Overstaying OFWs from Saudi to be Repatriated

King Abdullah bin Abdul Aziz. (2002 photo)Image via WikipediaThe Kingdom of Saudi Arabia has agreed to facilitate the repatriation of 4,500 overstaying Overseas Filipino Workers (OFWs), Vice President Jejomar C. Binay said Wednesday.
 
“The decision to facilitate the repatriation of the ‘overstayers’ is a favor we owe to the generosity of the Custodian of the Two Holy Mosques, King Abdullah bin Abdul Aziz Al-Saud, who has amnestied so many OFWs in the past,” Binay said upon his arrival from a week-long trip to Qatar and Saudi Arabia.
 
Binay, who is also the Presidential Adviser for OFW Concerns, said he expects the repatriation to commence “as soon as the required travel documentation is completed, and the individual concerned has acquired a plane ticket.” 
 
The Vice President said he has already instructed the Philippine Embassy in Riyadh to work on the travel documents of the OFWs.
 
The government will also need at least  P143 million to pay for the plane tickets of  the 4,500 overstaying OFWs  at the resource centers in Riyadh and Jeddah, the Hajj Terminal and private homes in Saudi Arabia.
 
“Until this happens, the government will have to continue paying 15 Saudi Arabian Riyals per day for every OFW awaiting repatriation at the Hajj Terminal,” he said.
 
Binay also said ranking ministers of the Saudi government “look forward to a quick solution of the problems that have arisen from the new conditions which our government has incorporated into our workers’ contract  without any prior bilateral consultation, so that the hiring of more household workers, which is now suspended, could soon resume.”
 
A bilateral meeting will be held in Manila starting April 15 to discuss the issue.
 
The Saudi officials pointed out in their meetings with Binay that Filipinos have become part of almost every Saudi Arabian household, many of them having stayed with the same Arab family for as long as 25 years. 
 
The Vice President quoted one minister as saying, “We cannot help but love them and take care of them because they rear our children with such gentleness and love.”

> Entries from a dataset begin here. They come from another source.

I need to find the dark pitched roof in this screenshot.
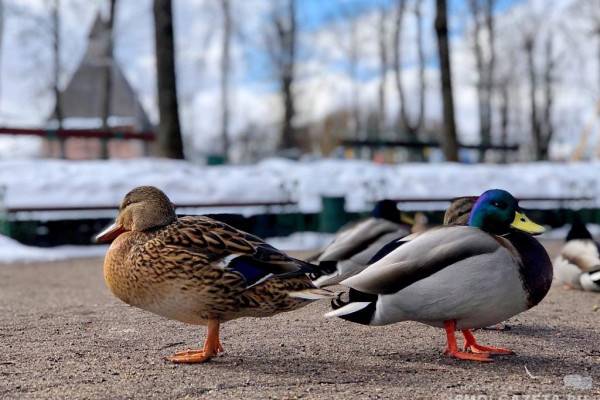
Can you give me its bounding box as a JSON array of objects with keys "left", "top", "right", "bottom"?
[{"left": 52, "top": 13, "right": 151, "bottom": 130}]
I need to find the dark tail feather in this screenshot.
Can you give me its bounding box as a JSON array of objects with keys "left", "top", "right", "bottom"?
[
  {"left": 307, "top": 260, "right": 338, "bottom": 281},
  {"left": 328, "top": 288, "right": 377, "bottom": 325}
]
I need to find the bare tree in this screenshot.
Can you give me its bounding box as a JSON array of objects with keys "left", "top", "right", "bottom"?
[
  {"left": 434, "top": 0, "right": 459, "bottom": 161},
  {"left": 570, "top": 0, "right": 600, "bottom": 98},
  {"left": 153, "top": 0, "right": 184, "bottom": 159},
  {"left": 377, "top": 4, "right": 389, "bottom": 135},
  {"left": 0, "top": 0, "right": 4, "bottom": 109},
  {"left": 49, "top": 0, "right": 66, "bottom": 158},
  {"left": 51, "top": 0, "right": 62, "bottom": 130},
  {"left": 393, "top": 0, "right": 426, "bottom": 158},
  {"left": 524, "top": 30, "right": 556, "bottom": 161},
  {"left": 498, "top": 80, "right": 509, "bottom": 162},
  {"left": 348, "top": 14, "right": 361, "bottom": 140},
  {"left": 219, "top": 0, "right": 232, "bottom": 160},
  {"left": 468, "top": 0, "right": 496, "bottom": 161},
  {"left": 265, "top": 0, "right": 297, "bottom": 151},
  {"left": 540, "top": 34, "right": 555, "bottom": 159},
  {"left": 100, "top": 0, "right": 116, "bottom": 159}
]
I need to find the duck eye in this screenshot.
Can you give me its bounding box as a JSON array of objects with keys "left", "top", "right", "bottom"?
[{"left": 491, "top": 201, "right": 507, "bottom": 209}]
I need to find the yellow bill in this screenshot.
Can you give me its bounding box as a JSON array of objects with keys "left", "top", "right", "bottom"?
[
  {"left": 510, "top": 211, "right": 545, "bottom": 235},
  {"left": 400, "top": 213, "right": 415, "bottom": 225}
]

Binay, who also met with Saudi Labor Minister Adel M. Fakeih, said that the Saudi government was determined to reform the entire recruitment process for the benefit of the workers and their host and employers.

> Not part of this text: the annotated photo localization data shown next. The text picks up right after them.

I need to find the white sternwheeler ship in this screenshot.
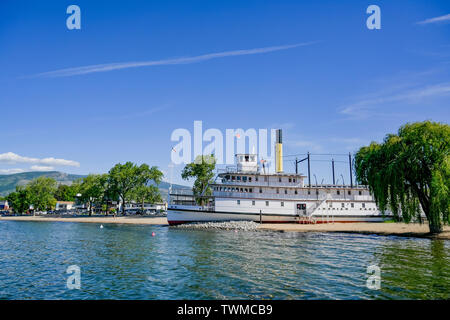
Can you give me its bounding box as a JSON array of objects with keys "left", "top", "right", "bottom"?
[{"left": 167, "top": 130, "right": 392, "bottom": 225}]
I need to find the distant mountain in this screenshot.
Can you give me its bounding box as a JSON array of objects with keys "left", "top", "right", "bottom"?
[
  {"left": 0, "top": 171, "right": 190, "bottom": 197},
  {"left": 0, "top": 171, "right": 85, "bottom": 196}
]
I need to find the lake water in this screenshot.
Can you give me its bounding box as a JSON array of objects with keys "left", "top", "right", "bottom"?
[{"left": 0, "top": 220, "right": 448, "bottom": 300}]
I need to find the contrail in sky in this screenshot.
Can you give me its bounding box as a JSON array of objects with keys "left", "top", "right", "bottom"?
[{"left": 28, "top": 41, "right": 318, "bottom": 78}]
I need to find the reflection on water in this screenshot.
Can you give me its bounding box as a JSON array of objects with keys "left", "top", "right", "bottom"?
[{"left": 0, "top": 221, "right": 448, "bottom": 299}]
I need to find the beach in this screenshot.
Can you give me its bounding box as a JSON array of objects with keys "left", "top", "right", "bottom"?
[
  {"left": 0, "top": 215, "right": 167, "bottom": 225},
  {"left": 259, "top": 222, "right": 450, "bottom": 240},
  {"left": 1, "top": 215, "right": 449, "bottom": 239}
]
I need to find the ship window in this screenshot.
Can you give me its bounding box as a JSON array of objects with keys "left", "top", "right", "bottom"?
[
  {"left": 281, "top": 202, "right": 284, "bottom": 207},
  {"left": 351, "top": 203, "right": 354, "bottom": 208},
  {"left": 276, "top": 188, "right": 279, "bottom": 194},
  {"left": 252, "top": 201, "right": 255, "bottom": 206},
  {"left": 308, "top": 190, "right": 311, "bottom": 195},
  {"left": 348, "top": 191, "right": 351, "bottom": 195},
  {"left": 289, "top": 178, "right": 292, "bottom": 182},
  {"left": 278, "top": 177, "right": 282, "bottom": 182},
  {"left": 266, "top": 201, "right": 269, "bottom": 206},
  {"left": 243, "top": 176, "right": 247, "bottom": 182},
  {"left": 244, "top": 188, "right": 248, "bottom": 192},
  {"left": 362, "top": 203, "right": 365, "bottom": 208},
  {"left": 341, "top": 203, "right": 345, "bottom": 208},
  {"left": 249, "top": 188, "right": 252, "bottom": 193},
  {"left": 259, "top": 188, "right": 262, "bottom": 193},
  {"left": 232, "top": 176, "right": 235, "bottom": 181},
  {"left": 337, "top": 190, "right": 340, "bottom": 195},
  {"left": 237, "top": 200, "right": 240, "bottom": 205},
  {"left": 329, "top": 203, "right": 332, "bottom": 208},
  {"left": 249, "top": 177, "right": 252, "bottom": 182},
  {"left": 284, "top": 189, "right": 288, "bottom": 194},
  {"left": 316, "top": 190, "right": 319, "bottom": 195},
  {"left": 245, "top": 155, "right": 249, "bottom": 162},
  {"left": 255, "top": 177, "right": 258, "bottom": 182},
  {"left": 237, "top": 176, "right": 241, "bottom": 181},
  {"left": 359, "top": 191, "right": 362, "bottom": 195},
  {"left": 240, "top": 188, "right": 244, "bottom": 192},
  {"left": 295, "top": 190, "right": 298, "bottom": 195},
  {"left": 293, "top": 178, "right": 296, "bottom": 183}
]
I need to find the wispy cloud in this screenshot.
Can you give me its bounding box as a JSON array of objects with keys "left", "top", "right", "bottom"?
[
  {"left": 0, "top": 152, "right": 80, "bottom": 167},
  {"left": 0, "top": 165, "right": 56, "bottom": 174},
  {"left": 30, "top": 165, "right": 55, "bottom": 171},
  {"left": 339, "top": 82, "right": 450, "bottom": 119},
  {"left": 0, "top": 168, "right": 25, "bottom": 174},
  {"left": 417, "top": 14, "right": 450, "bottom": 25},
  {"left": 27, "top": 42, "right": 318, "bottom": 78},
  {"left": 90, "top": 104, "right": 170, "bottom": 122}
]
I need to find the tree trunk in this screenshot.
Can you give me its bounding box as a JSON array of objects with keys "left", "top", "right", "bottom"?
[
  {"left": 122, "top": 196, "right": 126, "bottom": 216},
  {"left": 89, "top": 201, "right": 92, "bottom": 217},
  {"left": 426, "top": 207, "right": 443, "bottom": 234},
  {"left": 428, "top": 213, "right": 443, "bottom": 234}
]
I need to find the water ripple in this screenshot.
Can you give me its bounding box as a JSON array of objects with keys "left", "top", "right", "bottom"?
[{"left": 0, "top": 221, "right": 448, "bottom": 299}]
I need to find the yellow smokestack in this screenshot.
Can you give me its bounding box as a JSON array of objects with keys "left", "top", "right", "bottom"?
[{"left": 276, "top": 129, "right": 283, "bottom": 173}]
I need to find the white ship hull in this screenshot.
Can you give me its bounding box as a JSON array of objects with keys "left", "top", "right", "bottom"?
[{"left": 167, "top": 207, "right": 390, "bottom": 225}]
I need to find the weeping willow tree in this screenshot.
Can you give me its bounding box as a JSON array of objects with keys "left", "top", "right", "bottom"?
[{"left": 355, "top": 121, "right": 449, "bottom": 234}]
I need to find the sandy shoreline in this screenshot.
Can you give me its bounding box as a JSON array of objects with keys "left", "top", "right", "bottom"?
[
  {"left": 0, "top": 216, "right": 167, "bottom": 225},
  {"left": 1, "top": 216, "right": 449, "bottom": 239},
  {"left": 259, "top": 222, "right": 450, "bottom": 240}
]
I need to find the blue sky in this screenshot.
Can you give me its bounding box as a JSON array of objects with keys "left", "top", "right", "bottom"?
[{"left": 0, "top": 0, "right": 449, "bottom": 186}]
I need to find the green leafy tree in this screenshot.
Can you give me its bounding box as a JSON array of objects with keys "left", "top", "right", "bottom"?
[
  {"left": 141, "top": 164, "right": 164, "bottom": 186},
  {"left": 27, "top": 177, "right": 58, "bottom": 211},
  {"left": 355, "top": 121, "right": 449, "bottom": 234},
  {"left": 78, "top": 174, "right": 107, "bottom": 216},
  {"left": 181, "top": 155, "right": 216, "bottom": 205},
  {"left": 7, "top": 185, "right": 31, "bottom": 214},
  {"left": 108, "top": 162, "right": 163, "bottom": 215},
  {"left": 54, "top": 184, "right": 79, "bottom": 201},
  {"left": 133, "top": 185, "right": 163, "bottom": 212}
]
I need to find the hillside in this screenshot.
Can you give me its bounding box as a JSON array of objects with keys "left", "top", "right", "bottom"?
[
  {"left": 0, "top": 171, "right": 85, "bottom": 196},
  {"left": 0, "top": 171, "right": 190, "bottom": 197}
]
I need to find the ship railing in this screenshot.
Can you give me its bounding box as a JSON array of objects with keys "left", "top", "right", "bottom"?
[
  {"left": 170, "top": 189, "right": 194, "bottom": 196},
  {"left": 216, "top": 166, "right": 239, "bottom": 174},
  {"left": 214, "top": 191, "right": 334, "bottom": 200}
]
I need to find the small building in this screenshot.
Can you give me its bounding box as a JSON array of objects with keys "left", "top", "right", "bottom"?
[
  {"left": 0, "top": 200, "right": 9, "bottom": 210},
  {"left": 55, "top": 201, "right": 75, "bottom": 211}
]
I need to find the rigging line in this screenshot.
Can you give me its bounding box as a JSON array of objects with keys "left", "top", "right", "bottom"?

Among the projected reform would be the setting up of a 24-hour hotline which employees could use to report any complaint to the authorities, a system that would allow every employee to keep a bank account and require the employer to deposit her salary without any delay in that account, and legal assistance such as translation services in case of court cases.
 
The minister called it “infrastructure of justice,” which he said could be in place before the end of the year.

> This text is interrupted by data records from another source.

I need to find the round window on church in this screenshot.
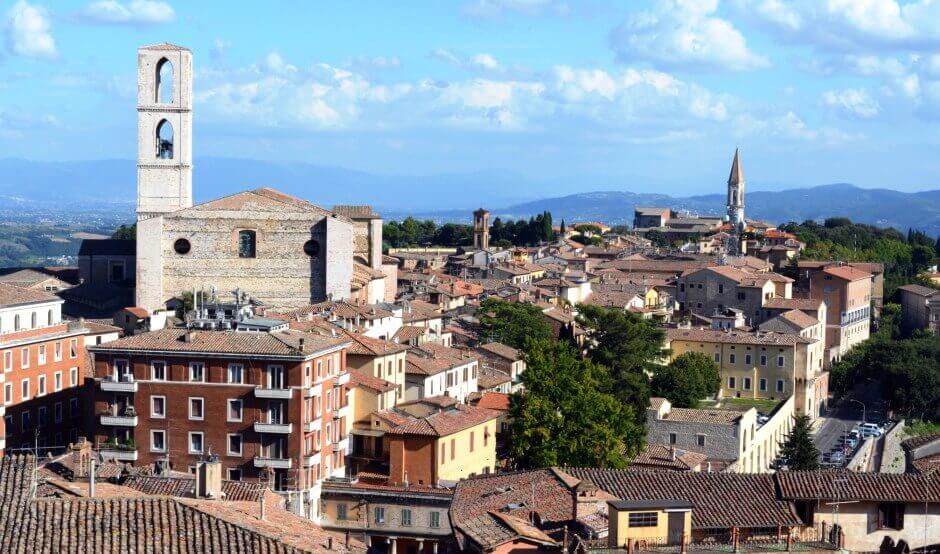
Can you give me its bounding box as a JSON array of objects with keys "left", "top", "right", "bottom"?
[
  {"left": 173, "top": 238, "right": 191, "bottom": 255},
  {"left": 303, "top": 239, "right": 320, "bottom": 257}
]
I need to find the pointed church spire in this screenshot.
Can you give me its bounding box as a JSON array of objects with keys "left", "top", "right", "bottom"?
[{"left": 728, "top": 147, "right": 743, "bottom": 185}]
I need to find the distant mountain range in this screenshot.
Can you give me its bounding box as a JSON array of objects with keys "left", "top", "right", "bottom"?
[{"left": 0, "top": 158, "right": 937, "bottom": 235}]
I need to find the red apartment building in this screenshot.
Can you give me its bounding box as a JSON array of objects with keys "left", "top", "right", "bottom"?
[
  {"left": 89, "top": 327, "right": 352, "bottom": 519},
  {"left": 0, "top": 284, "right": 89, "bottom": 456}
]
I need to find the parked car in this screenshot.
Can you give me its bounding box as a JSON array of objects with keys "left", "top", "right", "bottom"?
[
  {"left": 757, "top": 414, "right": 770, "bottom": 425},
  {"left": 860, "top": 423, "right": 884, "bottom": 438},
  {"left": 848, "top": 428, "right": 860, "bottom": 440},
  {"left": 843, "top": 436, "right": 858, "bottom": 449},
  {"left": 828, "top": 450, "right": 845, "bottom": 464}
]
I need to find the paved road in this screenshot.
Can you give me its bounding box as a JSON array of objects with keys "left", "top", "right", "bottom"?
[{"left": 814, "top": 381, "right": 887, "bottom": 465}]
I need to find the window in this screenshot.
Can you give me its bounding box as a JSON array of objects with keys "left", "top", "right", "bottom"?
[
  {"left": 21, "top": 378, "right": 30, "bottom": 400},
  {"left": 227, "top": 468, "right": 242, "bottom": 481},
  {"left": 238, "top": 230, "right": 256, "bottom": 258},
  {"left": 156, "top": 119, "right": 174, "bottom": 159},
  {"left": 70, "top": 367, "right": 78, "bottom": 387},
  {"left": 31, "top": 313, "right": 37, "bottom": 328},
  {"left": 713, "top": 352, "right": 720, "bottom": 363},
  {"left": 470, "top": 431, "right": 474, "bottom": 452},
  {"left": 3, "top": 383, "right": 12, "bottom": 405},
  {"left": 727, "top": 376, "right": 736, "bottom": 389},
  {"left": 228, "top": 399, "right": 243, "bottom": 422},
  {"left": 14, "top": 314, "right": 20, "bottom": 331},
  {"left": 745, "top": 354, "right": 752, "bottom": 365},
  {"left": 374, "top": 507, "right": 385, "bottom": 524},
  {"left": 669, "top": 433, "right": 677, "bottom": 445},
  {"left": 759, "top": 378, "right": 767, "bottom": 391},
  {"left": 303, "top": 240, "right": 320, "bottom": 257},
  {"left": 451, "top": 438, "right": 456, "bottom": 460},
  {"left": 697, "top": 434, "right": 706, "bottom": 447},
  {"left": 54, "top": 371, "right": 62, "bottom": 392},
  {"left": 628, "top": 512, "right": 658, "bottom": 528},
  {"left": 777, "top": 355, "right": 785, "bottom": 367},
  {"left": 760, "top": 355, "right": 767, "bottom": 366},
  {"left": 718, "top": 284, "right": 724, "bottom": 294},
  {"left": 430, "top": 511, "right": 441, "bottom": 528},
  {"left": 38, "top": 345, "right": 46, "bottom": 365},
  {"left": 70, "top": 339, "right": 78, "bottom": 358},
  {"left": 173, "top": 238, "right": 191, "bottom": 255},
  {"left": 37, "top": 406, "right": 47, "bottom": 427},
  {"left": 54, "top": 402, "right": 62, "bottom": 423},
  {"left": 189, "top": 362, "right": 205, "bottom": 382},
  {"left": 156, "top": 57, "right": 173, "bottom": 103},
  {"left": 37, "top": 375, "right": 46, "bottom": 396},
  {"left": 743, "top": 377, "right": 751, "bottom": 390},
  {"left": 21, "top": 348, "right": 29, "bottom": 368},
  {"left": 401, "top": 509, "right": 412, "bottom": 526},
  {"left": 69, "top": 397, "right": 78, "bottom": 418},
  {"left": 776, "top": 380, "right": 785, "bottom": 393},
  {"left": 151, "top": 396, "right": 166, "bottom": 418},
  {"left": 3, "top": 351, "right": 11, "bottom": 371},
  {"left": 877, "top": 503, "right": 904, "bottom": 530},
  {"left": 189, "top": 397, "right": 204, "bottom": 420},
  {"left": 188, "top": 432, "right": 204, "bottom": 454},
  {"left": 21, "top": 411, "right": 31, "bottom": 431},
  {"left": 151, "top": 430, "right": 167, "bottom": 452},
  {"left": 227, "top": 364, "right": 244, "bottom": 384},
  {"left": 729, "top": 353, "right": 736, "bottom": 364},
  {"left": 227, "top": 433, "right": 243, "bottom": 456},
  {"left": 336, "top": 503, "right": 348, "bottom": 521},
  {"left": 152, "top": 361, "right": 167, "bottom": 381},
  {"left": 54, "top": 342, "right": 62, "bottom": 362}
]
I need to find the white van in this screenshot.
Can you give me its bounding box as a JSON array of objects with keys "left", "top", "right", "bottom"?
[{"left": 859, "top": 423, "right": 883, "bottom": 438}]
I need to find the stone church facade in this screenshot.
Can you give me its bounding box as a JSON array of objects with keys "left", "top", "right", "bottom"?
[{"left": 134, "top": 43, "right": 378, "bottom": 312}]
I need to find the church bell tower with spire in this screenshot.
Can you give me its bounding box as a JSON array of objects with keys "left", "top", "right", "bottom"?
[{"left": 725, "top": 148, "right": 746, "bottom": 256}]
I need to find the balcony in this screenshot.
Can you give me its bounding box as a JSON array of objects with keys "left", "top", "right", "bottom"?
[
  {"left": 333, "top": 404, "right": 350, "bottom": 420},
  {"left": 304, "top": 419, "right": 322, "bottom": 433},
  {"left": 100, "top": 408, "right": 138, "bottom": 427},
  {"left": 254, "top": 387, "right": 293, "bottom": 400},
  {"left": 335, "top": 436, "right": 349, "bottom": 453},
  {"left": 254, "top": 456, "right": 292, "bottom": 469},
  {"left": 303, "top": 387, "right": 317, "bottom": 398},
  {"left": 336, "top": 372, "right": 351, "bottom": 386},
  {"left": 100, "top": 375, "right": 138, "bottom": 393},
  {"left": 303, "top": 452, "right": 321, "bottom": 467},
  {"left": 99, "top": 448, "right": 138, "bottom": 462},
  {"left": 253, "top": 421, "right": 293, "bottom": 434}
]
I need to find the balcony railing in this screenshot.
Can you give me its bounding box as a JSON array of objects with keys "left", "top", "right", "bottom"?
[
  {"left": 304, "top": 419, "right": 322, "bottom": 433},
  {"left": 254, "top": 386, "right": 293, "bottom": 400},
  {"left": 100, "top": 407, "right": 138, "bottom": 427},
  {"left": 303, "top": 452, "right": 321, "bottom": 467},
  {"left": 254, "top": 456, "right": 292, "bottom": 469},
  {"left": 100, "top": 375, "right": 138, "bottom": 392},
  {"left": 336, "top": 372, "right": 351, "bottom": 386},
  {"left": 253, "top": 421, "right": 293, "bottom": 434},
  {"left": 99, "top": 448, "right": 138, "bottom": 461}
]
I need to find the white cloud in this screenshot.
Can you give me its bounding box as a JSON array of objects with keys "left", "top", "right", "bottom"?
[
  {"left": 823, "top": 88, "right": 881, "bottom": 118},
  {"left": 432, "top": 48, "right": 505, "bottom": 73},
  {"left": 461, "top": 0, "right": 568, "bottom": 19},
  {"left": 80, "top": 0, "right": 174, "bottom": 25},
  {"left": 4, "top": 1, "right": 56, "bottom": 59},
  {"left": 610, "top": 0, "right": 769, "bottom": 72},
  {"left": 735, "top": 0, "right": 940, "bottom": 50}
]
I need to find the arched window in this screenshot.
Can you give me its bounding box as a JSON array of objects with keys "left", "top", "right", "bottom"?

Vice President Binay also had productive meetings with Saudi and Qatar’s political leaders, leading financiers and investors, who all expressed high hopes for the Aquino administration and agreed to consider the Philippines as a possible site for significant investments in agriculture, infrastructure and renewable energy. 

“This trip has further strengthened my faith in our OFWs as our most effective ambassadors abroad, and that partly because of them we have gained true and sincere friends in the highest places in the Middle East,” he said.